Postoperatively, the wound healed well and there was no recurrence of the lesion at 1.5 years after excision.
Protective mechanisms of the eye including blinking and tearing normally remove any foreign body that comes into contact with the ocular surface. Occasionally, foreign body may be retained in the eyelid fornix, encapsulated by mucous, embedded in the underlying stroma, and, subsequently, induces a local inflammatory response.2 Synthetic fibre granuloma of the conjunctiva occurs when synthetic fibres are inoculated in the conjunctiva of the eyelid fornix leading to an inflammatory reaction. The lesion is also commonly known as ‘teddy bear granuloma’ because some cases were caused by materials used in stuffed toy animals.2 Various other objects have been suggested as the source of the lesion, including blankets, beddings, and pullover sweaters.2 3 4
The majority of patients were brought in by parents or caretakers who identified a mass in the child’s eyelid. The patients were usually asymptomatic, without a history of trauma. Affected children may rarely present with symptoms of ocular irritation and foreign body sensation.5 Synthetic fibre conjunctival granuloma is usually unilateral, and mainly occurs in the inferior eyelid fornix, except in one reported case where it presented superiorly.1
Differential diagnoses of synthetic fibre conjunctival granuloma include chalazion, pyogenic granuloma, papillary hyperplasia, sarcoidosis, dermoid, or neoplasm including rhabdomyosarcoma.2 6 7 It has been proposed that the most reliable clinical sign to suggest this diagnosis was the presence of a unilateral inferior conjunctival mass in a child or adolescent.2 In addition, the histological features of synthetic fibre conjunctival granuloma are characteristic and diagnostic.
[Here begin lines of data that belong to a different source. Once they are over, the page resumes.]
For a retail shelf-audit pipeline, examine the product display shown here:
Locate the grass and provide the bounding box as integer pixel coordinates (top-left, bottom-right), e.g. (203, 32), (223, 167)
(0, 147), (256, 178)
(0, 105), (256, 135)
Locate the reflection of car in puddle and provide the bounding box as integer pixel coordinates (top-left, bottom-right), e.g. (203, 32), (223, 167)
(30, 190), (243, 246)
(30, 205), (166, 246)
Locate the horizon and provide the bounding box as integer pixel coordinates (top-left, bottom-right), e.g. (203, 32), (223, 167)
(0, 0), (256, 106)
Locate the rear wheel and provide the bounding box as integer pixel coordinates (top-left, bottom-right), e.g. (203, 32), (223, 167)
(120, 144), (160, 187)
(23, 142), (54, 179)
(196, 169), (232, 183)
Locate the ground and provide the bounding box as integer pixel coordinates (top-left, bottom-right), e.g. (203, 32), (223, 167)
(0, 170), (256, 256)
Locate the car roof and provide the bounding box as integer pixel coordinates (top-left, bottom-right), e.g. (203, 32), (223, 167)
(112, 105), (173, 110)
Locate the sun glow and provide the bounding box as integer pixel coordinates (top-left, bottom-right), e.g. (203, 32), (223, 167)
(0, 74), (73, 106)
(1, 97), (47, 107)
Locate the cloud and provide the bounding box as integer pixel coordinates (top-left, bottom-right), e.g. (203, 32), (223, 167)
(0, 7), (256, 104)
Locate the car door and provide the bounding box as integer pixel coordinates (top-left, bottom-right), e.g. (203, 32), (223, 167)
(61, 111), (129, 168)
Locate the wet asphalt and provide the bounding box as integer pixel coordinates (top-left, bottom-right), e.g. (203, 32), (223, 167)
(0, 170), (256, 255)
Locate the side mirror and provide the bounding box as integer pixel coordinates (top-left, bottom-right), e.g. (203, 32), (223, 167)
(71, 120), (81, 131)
Microscopic examination reveals granulomatous inflammatory cell response with lymphocytes, plasma cells and eosinophils, and foreign-body giant cells surrounding the exogenous synthetic fibres.4 8
Treatment of synthetic fibre conjunctival granuloma involves surgical removal of the foreign body and excision of the granuloma.2 Should the granuloma present early and the patient be compliant, it has been suggested to remove the lesion during slit-lamp examination under topical anaesthesia with minimal bleeding and discomfort.9 However, since the granuloma is usually present for a long duration before being noticed, the lesion could be deeply embedded. As a result, excision in the operating theatre under general anaesthesia is often needed, particularly when patients are very young and anxious. Prognosis following surgical excision is excellent.6
Although the entity of synthetic fibre conjunctival granuloma was recognised more than two decades ago, clinicians, including ophthalmologists and pathologists, are unfamiliar with this condition.4 While the number of reports in the literature is limited, accurate reporting may actually reveal a higher incidence of this entity.9 An awareness of this condition will allow early and accurate diagnosis and treatment, which subsequently spare the risks and expense associated with general anaesthesia.3
No conflicts of interests were declared by authors.